Other products already have adjacent AI or messaging surfaces:

- EwoooC / MOMO PRO has business analysis bots, ElephantAlpha orchestration,
  market-intelligence tools, LINE/Telegram/Email notification paths, and local
  AI provider selection.
- Tsenyang already has Telegram webhook capability.
- Bitan and future products need repeatable AI onboarding without copying
  AWOOOI internals.

The old choice set was too narrow:

- A pure centralized HTTP hub solves governance but creates a single point of
  failure and makes AWOOOI look like every product's private brain.
- A shared SDK reduces duplicated code but cannot solve tenant isolation,
  identity, budget, channel, MCP credential, or cross-project audit problems.
- A light configuration plane helps routing drift but still leaves tool use,
  session state, and channel handling scattered across projects.

The approved direction is a fourth path:

> Build **AwoooP**, a multi-tenant Agent Platform. AWOOOI is the first and
> largest tenant and first runtime host, not the platform boundary itself.

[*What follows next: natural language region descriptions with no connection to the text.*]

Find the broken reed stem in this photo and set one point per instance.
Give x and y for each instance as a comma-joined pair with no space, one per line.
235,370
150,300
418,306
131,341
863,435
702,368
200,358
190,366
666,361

This ADR records the architecture and migration strategy only. It does not
authorize runtime code changes, provider cost changes, destructive operations,
or channel cutovers.

## Numbering Note

`ADR-105-revert-a2-ollama-primary.md` previously reserved `ADR-106` as a
placeholder for model-catalog cleanup. No checked-in `ADR-106*.md` existed.
This ADR consumes the `ADR-106` number for the broader Agent Platform decision.
The model-catalog and dynamic-routing debt is folded into the Policy / Routing
contract below and should be implemented under this platform roadmap or a later
non-conflicting ADR number.

## Decision

### D0 - Name the Platform AwoooP

The platform product name is **AwoooP**.

Naming rules:

- Product name: `AwoooP`
- Repository/package slug: `awooop`
- Project/tenant id for the existing AWOOOI product remains `awoooi`
- `AwoooP` is the platform boundary; `AWOOOI` is a tenant and initial runtime
  host

Do not create empty project directories just for the name. Create `awooop`
runtime/package directories only when a concrete implementation phase owns
code, schemas, clients, or workers.

Recommended future layout when implementation begins:

| Purpose | Path |
|---|---|
| Shared contract schemas | `packages/awooop-contracts/` |
| Python/TS client SDK | `packages/awooop-client/` |
| Platform API/runtime shell | `apps/awooop-runtime/` |
| Async run workers | `apps/awooop-worker/` |
| Detailed schema docs | `docs/awooop/` |

### D1 - Adopt AwoooP as a Six-Plane Platform

AwoooP is defined as six cooperating planes:

| Plane | Responsibility | Must not do |
|---|---|---|
| Project / Tenant | Tenant identity, isolation, budget, channel allowance, ACL, migration mode | Store agent prompt details |
| Agent | Agent identity, version, role, I/O contract, safety ceiling, context domain | Decide concrete model/provider credentials |
| MCP Gateway | Tool authorization, credential resolution, rate limits, approval, result sanitization, audit | Expose raw credentials to agents |
| Policy / Routing | Effective model/provider route, fallback, privacy ceiling, budget gate, generation defaults | Bypass tenant hard stops |
| Runtime / Run State | Run lifecycle, async state machine, shadow/canary/active mode, checkpoint/resume | Treat long tasks as simple HTTP request-response |
| Communication / Channel Event | Telegram/LINE/Slack/Email/API receive, verify, normalize, send | Run LLM inference or call MCP directly |

### D2 - Require Platform Envelope Fields

Every platform invocation must carry the following envelope fields:

- `project_id`
- `environment_id` when environment-specific resources are involved
- `agent_id`
- `agent_version` after resolution
- `session_id`
- `trace_id`
- `run_id` for runtime-managed work
- `policy_version` after effective policy resolution

Missing `project_id`, `trace_id`, or `run_id` in runtime or MCP paths is a hard
reject, not a warning.

### D3 - Treat Project as the Smallest Isolation Unit

`project_id` is the platform tenant boundary. All Redis keys, session stores,
RAG namespaces, KM queries, MCP tool scopes, budget ledgers, ACL checks, and
channel routing must be project-scoped unless a resource is explicitly declared
as `platform_resource`.

`global:*` resources are platform resources, not AWOOOI resources.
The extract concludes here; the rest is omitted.